One thing I have always believed about this deal was that the player's union pressured both sides to turn it down. Now, I don't want to sound like some kind of conspiracy theorist here, but I know there were rumors about the union pressuring Thome into signing with Philadelphia over Cleveland because the Phillies had the higher price and it could cripple future contracts if he got lowballed.
Anyway, consider this:
1) The union loves no trade clauses. It truly takes a lot of power away from the owners. The way the Diamondbacks handled this trade was disgraceful. Trading a player with a no trade clause publically, then making it look like he was the bad guy when he didn't accept. The union must have been fuming about this -- give a guy an option, then use public pressure to get him to wave this option. That alone is ahy I am so critical of those who down Williams. You cannot pressure an unwanted employee to quit in a normal job, and what they did to Matty was unfair. It seemed like they were trying to turn Matty into the bad guy so they could erase their mistake.

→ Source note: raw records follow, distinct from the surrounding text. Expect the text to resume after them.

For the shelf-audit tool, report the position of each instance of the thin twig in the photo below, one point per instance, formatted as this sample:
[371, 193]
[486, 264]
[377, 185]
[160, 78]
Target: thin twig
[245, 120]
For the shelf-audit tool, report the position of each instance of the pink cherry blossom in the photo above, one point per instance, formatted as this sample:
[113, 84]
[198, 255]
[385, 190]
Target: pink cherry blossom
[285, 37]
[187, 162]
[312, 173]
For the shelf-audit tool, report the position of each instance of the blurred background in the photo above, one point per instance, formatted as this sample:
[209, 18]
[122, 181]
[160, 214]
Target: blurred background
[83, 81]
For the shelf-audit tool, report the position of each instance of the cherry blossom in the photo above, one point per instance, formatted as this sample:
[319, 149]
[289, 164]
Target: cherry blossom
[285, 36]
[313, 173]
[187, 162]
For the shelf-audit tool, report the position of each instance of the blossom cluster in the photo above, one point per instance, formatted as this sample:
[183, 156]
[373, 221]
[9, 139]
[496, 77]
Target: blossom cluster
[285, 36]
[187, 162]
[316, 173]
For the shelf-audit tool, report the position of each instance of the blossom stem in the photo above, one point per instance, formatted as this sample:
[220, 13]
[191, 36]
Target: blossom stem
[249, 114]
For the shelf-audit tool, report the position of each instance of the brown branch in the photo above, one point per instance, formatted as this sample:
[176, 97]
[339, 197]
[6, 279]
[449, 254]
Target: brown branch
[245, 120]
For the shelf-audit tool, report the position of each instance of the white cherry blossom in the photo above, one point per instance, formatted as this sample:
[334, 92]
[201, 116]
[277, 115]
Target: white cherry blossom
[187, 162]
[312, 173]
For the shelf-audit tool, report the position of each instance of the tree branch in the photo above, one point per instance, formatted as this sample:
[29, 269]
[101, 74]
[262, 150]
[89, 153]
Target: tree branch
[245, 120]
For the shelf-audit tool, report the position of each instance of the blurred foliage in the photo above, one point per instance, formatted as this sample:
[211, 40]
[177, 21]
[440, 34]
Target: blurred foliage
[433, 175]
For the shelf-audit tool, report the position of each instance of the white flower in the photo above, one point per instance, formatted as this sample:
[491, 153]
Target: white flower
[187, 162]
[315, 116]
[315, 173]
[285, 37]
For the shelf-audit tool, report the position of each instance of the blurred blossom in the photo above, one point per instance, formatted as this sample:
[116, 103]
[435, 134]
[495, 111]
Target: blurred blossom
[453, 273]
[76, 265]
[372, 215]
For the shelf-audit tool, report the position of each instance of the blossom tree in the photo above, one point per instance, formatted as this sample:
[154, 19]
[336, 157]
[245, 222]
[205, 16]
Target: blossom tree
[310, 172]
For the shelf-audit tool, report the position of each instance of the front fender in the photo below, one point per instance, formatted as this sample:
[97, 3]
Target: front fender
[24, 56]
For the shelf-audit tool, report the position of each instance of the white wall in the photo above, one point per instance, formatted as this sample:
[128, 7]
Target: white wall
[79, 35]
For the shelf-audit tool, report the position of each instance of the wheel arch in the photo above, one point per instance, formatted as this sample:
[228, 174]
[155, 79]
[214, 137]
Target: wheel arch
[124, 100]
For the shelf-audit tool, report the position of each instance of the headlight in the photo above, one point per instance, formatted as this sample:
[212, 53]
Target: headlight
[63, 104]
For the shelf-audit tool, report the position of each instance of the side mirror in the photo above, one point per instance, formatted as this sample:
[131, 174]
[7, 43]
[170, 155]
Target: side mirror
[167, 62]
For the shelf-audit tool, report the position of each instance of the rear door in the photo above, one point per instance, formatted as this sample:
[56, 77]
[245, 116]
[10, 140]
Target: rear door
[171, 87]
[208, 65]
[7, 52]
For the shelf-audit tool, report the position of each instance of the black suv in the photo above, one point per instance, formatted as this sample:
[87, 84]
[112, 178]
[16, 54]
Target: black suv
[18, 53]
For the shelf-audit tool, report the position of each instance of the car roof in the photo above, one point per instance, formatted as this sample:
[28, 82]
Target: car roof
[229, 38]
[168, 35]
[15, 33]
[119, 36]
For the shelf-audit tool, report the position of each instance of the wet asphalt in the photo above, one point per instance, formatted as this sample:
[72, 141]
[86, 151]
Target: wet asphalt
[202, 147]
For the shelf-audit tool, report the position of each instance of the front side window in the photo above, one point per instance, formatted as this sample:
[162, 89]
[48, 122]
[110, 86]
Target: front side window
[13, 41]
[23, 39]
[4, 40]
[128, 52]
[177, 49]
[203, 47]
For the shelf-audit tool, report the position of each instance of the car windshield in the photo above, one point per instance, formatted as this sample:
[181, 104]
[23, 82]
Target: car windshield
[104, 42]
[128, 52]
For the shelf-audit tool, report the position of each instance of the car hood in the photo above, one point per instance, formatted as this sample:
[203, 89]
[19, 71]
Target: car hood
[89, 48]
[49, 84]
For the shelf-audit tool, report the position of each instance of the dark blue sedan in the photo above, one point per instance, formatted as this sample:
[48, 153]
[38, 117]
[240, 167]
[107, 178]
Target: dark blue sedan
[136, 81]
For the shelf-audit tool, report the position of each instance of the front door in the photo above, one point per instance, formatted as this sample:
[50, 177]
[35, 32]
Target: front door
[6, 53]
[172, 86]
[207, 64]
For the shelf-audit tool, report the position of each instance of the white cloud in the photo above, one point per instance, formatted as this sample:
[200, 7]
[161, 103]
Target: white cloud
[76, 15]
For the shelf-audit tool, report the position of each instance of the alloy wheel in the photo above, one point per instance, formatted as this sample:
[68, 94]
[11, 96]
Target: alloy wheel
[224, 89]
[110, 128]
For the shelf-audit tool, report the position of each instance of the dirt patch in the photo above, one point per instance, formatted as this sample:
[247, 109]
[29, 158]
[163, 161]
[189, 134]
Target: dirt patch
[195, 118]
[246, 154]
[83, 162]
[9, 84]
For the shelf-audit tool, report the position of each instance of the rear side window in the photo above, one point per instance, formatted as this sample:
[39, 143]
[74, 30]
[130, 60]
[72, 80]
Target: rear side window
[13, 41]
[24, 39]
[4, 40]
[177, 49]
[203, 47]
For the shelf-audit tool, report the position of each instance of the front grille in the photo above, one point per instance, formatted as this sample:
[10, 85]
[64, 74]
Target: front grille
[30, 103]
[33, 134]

2) The union must also be tired of deferred salaries, and, honestly, they have to be worried about the Diamondbacks chances of paying their players in the future. If you promise a guy $10 million dollars, you should pay it. I don't want to hear any argument about how the guy should be happy making $5 million, that's irrelevant. The point is, you signed this contract saying that you would pay him $10 million this year, in order to get him here. Now you're saying you won't do it? Yeah, they will get the money, but the union has to be tired of this. And I think that's what they told Larry Walker.
I agree with another poster: neither Williams nor Walker got the D-backs into this mess. The organization did, and people have been predicting this type of thing for years. No need to make Matty or Larry the scapegoats. This is just the downside of the reckless spending that characterized the early D-backs. The upside was a World Series win.